Kharg: US has set its sights on Iran's Achilles heel
Published 06.00
The US has set its sights on the Iranian island of Kharg – and is considering a more difficult attack with soldiers on the ground.
The small island is seen as one of the most valuable pieces in the war game of sea lanes and oil.
What is Kharg?
A small island, a few miles off the coast of Iran in the northern Persian Gulf. It is only 25 square kilometers in size – slightly smaller than Visingsö in the Swedish Vättern – and fewer than 10,000 people live there.
The island has a unique location in the area and became absolutely central when Iran's oil industry grew. The sea along Iran’s coast is too shallow for the largest tankers to dock there, but the waters around Kharg are deep enough.
Up to ten giant ships at a time can be filled with Iranian oil there. The flow can amount to up to seven million barrels per day.
Kharg is reportedly nicknamed “the forbidden island” in popular parlance, as it is under strict military control.
Why has the US targeted it there?
Almost 90 percent of Iran’s oil is transported by sea pipelines to Kharg, where it is picked up by giant ships or stored in depots. It is a crucial hub for Iran’s most important source of revenue – but also a bottleneck that is perhaps the country’s biggest Achilles’ heel.
The US and Israel’s war against Iran has largely come down to economic exhaustion or blackmail. Iran has stopped shipping traffic in the Strait of Hormuz, thereby closing the Persian Gulf, with skyrocketing global energy prices as a result.
By taking control of Kharg and most of Iran's oil exports, the US would put more economic pressure on the Iranian regime.
When the US government also says it wants to end the war within a few weeks, an invasion of Kharg could be a relatively limited undertaking.
What happens in the event of an attack?
The US president threatens to "wipe out" Kharg, among other places, if Iran does not meet his demands. Military targets on the island were bombed in March and, according to Donald Trump, it can now be taken "very easily" - but holding it is not straightforward.
Thousands of US paratroopers are in place in the vicinity, but the issue of larger commitments on the ground in the Middle East is sensitive in the US after previous wars. Landed soldiers who try to occupy Kharg quickly become targets for attacks from the adjacent coast.

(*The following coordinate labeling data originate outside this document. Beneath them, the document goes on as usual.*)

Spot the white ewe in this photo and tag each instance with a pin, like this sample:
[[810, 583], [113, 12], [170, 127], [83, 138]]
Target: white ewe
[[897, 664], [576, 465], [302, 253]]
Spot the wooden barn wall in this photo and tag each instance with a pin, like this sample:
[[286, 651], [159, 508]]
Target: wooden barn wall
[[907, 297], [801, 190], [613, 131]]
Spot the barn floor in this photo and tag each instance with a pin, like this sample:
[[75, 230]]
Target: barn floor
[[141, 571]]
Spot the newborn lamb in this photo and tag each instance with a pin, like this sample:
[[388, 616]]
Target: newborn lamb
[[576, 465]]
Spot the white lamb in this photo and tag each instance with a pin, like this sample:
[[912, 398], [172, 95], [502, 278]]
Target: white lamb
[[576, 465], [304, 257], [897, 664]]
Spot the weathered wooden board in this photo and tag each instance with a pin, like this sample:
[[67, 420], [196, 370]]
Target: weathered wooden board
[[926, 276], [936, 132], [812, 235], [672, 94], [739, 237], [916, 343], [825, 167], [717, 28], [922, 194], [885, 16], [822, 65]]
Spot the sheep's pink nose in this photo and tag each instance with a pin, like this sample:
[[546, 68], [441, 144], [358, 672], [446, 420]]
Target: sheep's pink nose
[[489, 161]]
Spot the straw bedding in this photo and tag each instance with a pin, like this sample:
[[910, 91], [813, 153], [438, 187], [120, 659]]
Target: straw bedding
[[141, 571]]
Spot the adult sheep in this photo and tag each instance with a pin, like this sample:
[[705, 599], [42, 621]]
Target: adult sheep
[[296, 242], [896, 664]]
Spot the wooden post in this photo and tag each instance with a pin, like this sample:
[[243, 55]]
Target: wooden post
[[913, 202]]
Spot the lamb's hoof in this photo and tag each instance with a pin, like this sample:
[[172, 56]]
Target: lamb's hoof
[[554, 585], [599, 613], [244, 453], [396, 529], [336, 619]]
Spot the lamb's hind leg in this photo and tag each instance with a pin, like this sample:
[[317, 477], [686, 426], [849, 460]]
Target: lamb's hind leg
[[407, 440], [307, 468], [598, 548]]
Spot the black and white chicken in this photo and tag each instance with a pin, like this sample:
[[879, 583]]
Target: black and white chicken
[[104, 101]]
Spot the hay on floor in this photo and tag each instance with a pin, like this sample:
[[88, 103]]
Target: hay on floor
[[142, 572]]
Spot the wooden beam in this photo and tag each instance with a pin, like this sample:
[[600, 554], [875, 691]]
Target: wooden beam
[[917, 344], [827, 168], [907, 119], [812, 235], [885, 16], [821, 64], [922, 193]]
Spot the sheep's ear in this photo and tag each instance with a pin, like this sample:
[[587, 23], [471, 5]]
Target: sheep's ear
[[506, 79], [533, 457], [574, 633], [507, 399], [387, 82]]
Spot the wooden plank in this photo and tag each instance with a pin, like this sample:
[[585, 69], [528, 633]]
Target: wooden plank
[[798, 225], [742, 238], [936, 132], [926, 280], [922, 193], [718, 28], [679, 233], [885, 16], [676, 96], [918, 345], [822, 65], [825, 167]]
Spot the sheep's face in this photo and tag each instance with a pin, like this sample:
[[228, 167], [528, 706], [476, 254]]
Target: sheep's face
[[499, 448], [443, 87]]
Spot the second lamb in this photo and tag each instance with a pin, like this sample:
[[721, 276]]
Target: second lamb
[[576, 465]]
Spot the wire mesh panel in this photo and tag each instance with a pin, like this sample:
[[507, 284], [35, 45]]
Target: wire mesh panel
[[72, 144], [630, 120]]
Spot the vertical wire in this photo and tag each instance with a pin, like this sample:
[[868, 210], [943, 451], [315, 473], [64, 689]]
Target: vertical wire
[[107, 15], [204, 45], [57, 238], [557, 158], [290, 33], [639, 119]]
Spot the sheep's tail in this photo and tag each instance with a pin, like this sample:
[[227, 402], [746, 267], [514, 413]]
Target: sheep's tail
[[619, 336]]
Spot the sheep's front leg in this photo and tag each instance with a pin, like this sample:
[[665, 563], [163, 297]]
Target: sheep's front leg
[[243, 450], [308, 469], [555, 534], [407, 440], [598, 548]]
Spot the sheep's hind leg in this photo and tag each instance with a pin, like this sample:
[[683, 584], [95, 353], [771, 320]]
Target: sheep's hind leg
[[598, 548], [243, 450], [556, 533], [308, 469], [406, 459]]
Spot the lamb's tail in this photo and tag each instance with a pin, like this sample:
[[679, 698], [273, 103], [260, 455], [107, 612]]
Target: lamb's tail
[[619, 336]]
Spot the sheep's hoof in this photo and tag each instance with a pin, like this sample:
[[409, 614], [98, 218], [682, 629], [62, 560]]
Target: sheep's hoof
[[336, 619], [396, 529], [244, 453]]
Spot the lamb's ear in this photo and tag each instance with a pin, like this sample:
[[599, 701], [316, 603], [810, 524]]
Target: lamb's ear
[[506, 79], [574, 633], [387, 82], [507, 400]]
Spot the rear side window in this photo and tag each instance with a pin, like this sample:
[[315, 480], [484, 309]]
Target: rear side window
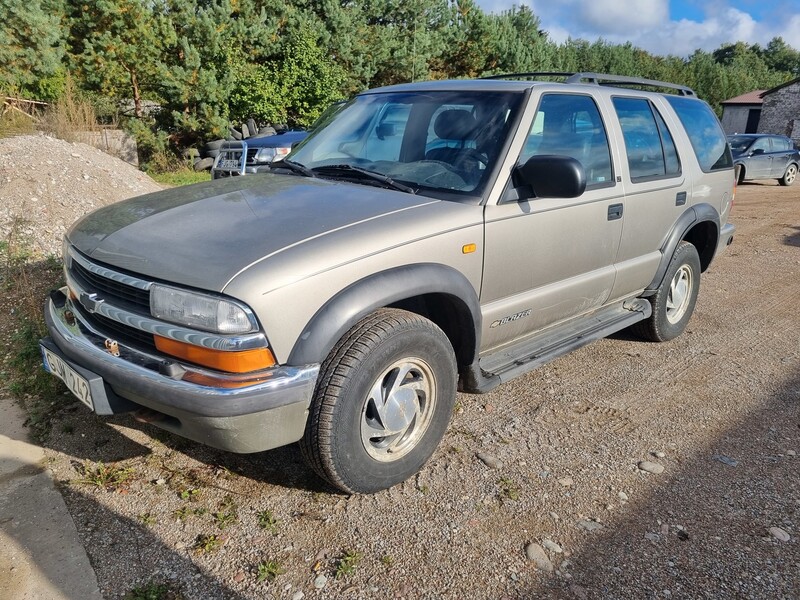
[[570, 125], [704, 131], [648, 143]]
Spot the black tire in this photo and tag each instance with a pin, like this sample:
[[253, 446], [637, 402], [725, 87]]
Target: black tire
[[789, 176], [358, 446], [204, 164], [673, 303]]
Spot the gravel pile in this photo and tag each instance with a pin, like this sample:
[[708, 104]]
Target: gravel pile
[[46, 184]]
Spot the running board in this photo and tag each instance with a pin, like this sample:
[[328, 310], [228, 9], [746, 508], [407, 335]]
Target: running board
[[552, 343]]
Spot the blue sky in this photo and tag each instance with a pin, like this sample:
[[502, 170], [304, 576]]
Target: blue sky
[[665, 26]]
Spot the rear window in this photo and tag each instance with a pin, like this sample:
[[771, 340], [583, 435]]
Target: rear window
[[704, 131]]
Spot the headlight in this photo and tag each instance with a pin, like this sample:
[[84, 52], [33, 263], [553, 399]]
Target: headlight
[[268, 155], [199, 311]]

If the flow of oil is stopped, it will strangle Iran's income, but also access to the global oil market, where the price has already skyrocketed.

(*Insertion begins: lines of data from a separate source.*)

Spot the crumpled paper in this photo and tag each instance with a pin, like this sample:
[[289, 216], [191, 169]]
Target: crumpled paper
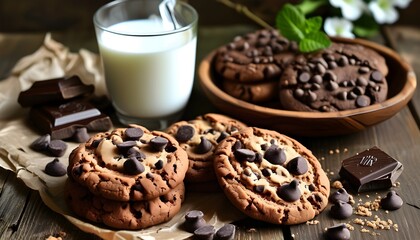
[[52, 60]]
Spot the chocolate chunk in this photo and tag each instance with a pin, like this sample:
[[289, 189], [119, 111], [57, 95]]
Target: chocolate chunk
[[57, 148], [371, 169], [275, 155], [81, 135], [392, 201], [41, 143], [297, 166], [132, 166], [339, 195], [227, 232], [204, 146], [53, 90], [158, 143], [341, 210], [62, 120], [205, 232], [133, 134], [222, 136], [243, 154], [289, 192], [194, 220], [55, 168], [184, 133], [338, 232]]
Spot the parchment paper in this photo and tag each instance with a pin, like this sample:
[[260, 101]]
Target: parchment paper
[[52, 60]]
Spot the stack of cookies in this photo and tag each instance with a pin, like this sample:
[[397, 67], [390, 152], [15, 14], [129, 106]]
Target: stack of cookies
[[264, 68], [130, 178]]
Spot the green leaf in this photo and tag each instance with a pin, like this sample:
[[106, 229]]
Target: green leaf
[[313, 24], [314, 42], [291, 22]]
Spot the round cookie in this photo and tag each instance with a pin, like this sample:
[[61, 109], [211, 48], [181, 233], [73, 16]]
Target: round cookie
[[199, 138], [271, 177], [341, 77], [129, 164], [131, 215]]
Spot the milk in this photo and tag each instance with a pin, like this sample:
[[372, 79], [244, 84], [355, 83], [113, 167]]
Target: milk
[[148, 76]]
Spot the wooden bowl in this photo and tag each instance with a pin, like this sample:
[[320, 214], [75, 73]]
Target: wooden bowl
[[401, 85]]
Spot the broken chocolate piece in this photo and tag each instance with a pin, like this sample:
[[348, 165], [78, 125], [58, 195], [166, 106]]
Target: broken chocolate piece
[[371, 169], [54, 90], [62, 120]]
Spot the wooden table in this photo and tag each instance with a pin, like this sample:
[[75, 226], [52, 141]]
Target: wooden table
[[24, 216]]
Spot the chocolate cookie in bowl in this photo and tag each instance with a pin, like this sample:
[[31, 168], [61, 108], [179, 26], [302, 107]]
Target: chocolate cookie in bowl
[[250, 65], [342, 77]]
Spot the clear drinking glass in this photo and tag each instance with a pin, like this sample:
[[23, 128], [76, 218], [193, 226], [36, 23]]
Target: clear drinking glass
[[148, 55]]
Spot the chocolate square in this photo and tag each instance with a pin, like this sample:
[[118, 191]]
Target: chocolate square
[[371, 169]]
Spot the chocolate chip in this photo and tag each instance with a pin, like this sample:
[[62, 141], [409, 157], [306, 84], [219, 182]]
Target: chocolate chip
[[55, 168], [289, 192], [184, 133], [222, 136], [275, 155], [392, 201], [194, 220], [338, 232], [341, 210], [158, 143], [41, 143], [57, 148], [376, 76], [159, 164], [133, 134], [227, 232], [204, 146], [243, 154], [297, 166], [340, 195], [81, 135], [362, 101], [132, 166], [304, 77], [205, 232]]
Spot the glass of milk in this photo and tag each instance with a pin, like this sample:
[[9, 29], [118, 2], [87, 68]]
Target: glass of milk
[[148, 50]]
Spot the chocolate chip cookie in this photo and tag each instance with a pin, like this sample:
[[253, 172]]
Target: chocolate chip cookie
[[250, 65], [129, 164], [199, 138], [341, 77], [271, 177], [123, 215]]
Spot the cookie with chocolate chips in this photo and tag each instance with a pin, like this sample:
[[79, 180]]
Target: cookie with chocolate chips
[[342, 77], [271, 177], [250, 65], [129, 164], [130, 215], [199, 138]]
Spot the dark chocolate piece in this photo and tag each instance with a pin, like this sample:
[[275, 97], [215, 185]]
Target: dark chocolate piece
[[57, 147], [54, 90], [371, 169], [227, 232], [55, 168], [338, 232], [41, 143], [62, 120], [341, 210], [392, 201]]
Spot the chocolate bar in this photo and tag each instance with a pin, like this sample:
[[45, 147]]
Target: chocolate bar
[[54, 90], [61, 121], [371, 169]]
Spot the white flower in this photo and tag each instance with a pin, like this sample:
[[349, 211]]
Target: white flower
[[384, 11], [350, 9], [339, 27]]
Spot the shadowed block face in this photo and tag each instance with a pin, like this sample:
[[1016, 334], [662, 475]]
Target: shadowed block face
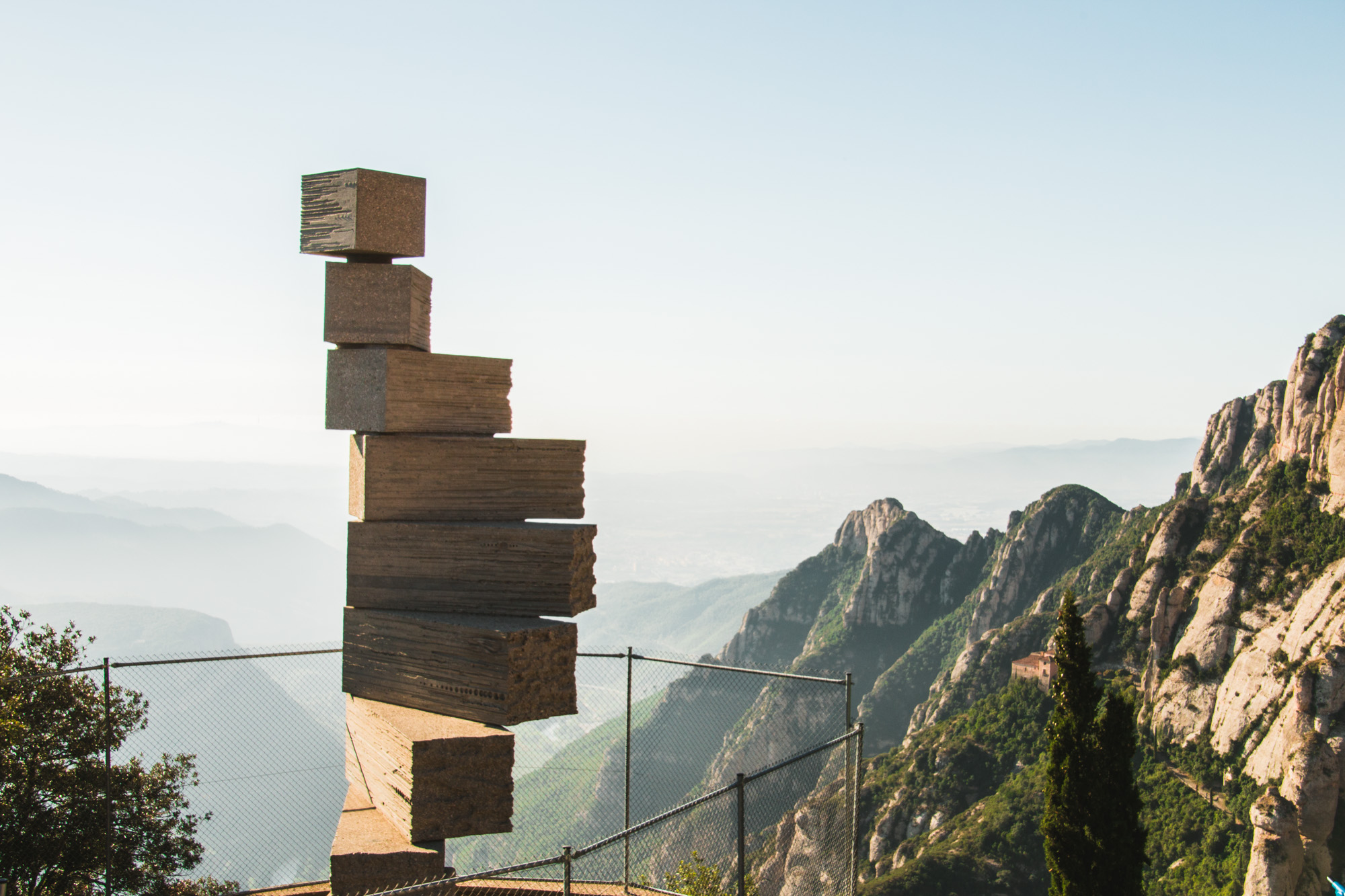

Iran is threatening to strike back harder than before against its energy-rich neighbors on the other side of the Persian Gulf. Iran's allies in Yemen, the Houthi movement, are also threatening to strangle shipping in the Red Sea and with it about a quarter of global seaborne trade.
FACTS
Kharg
Kharg is a small Iranian island in the northern Persian Gulf, a few miles from Iran's northern coast and the larger port city of Bushehr. Almost all of Iran's oil exports to the outside world pass through there.
Today, the island is dominated by the oil industry, with depots and terminals and tankers in shuttle service. It is also home to up to 10,000 people.
The island consists mainly of limestone, is one of the few islands in the Persian Gulf with freshwater springs and is also home to many gazelles that roam freely.
The earliest traces of human habitation on Kharg have been dated to a few hundred years before our era. There are ruins of one of the region's first Christian monasteries, as well as a fort built by the Portuguese during the colonial period. The Dutch East India Company had an outpost there in the 18th century.
Under the first Shah of modern Iran, in the early 20th century, political prisoners were held on the island.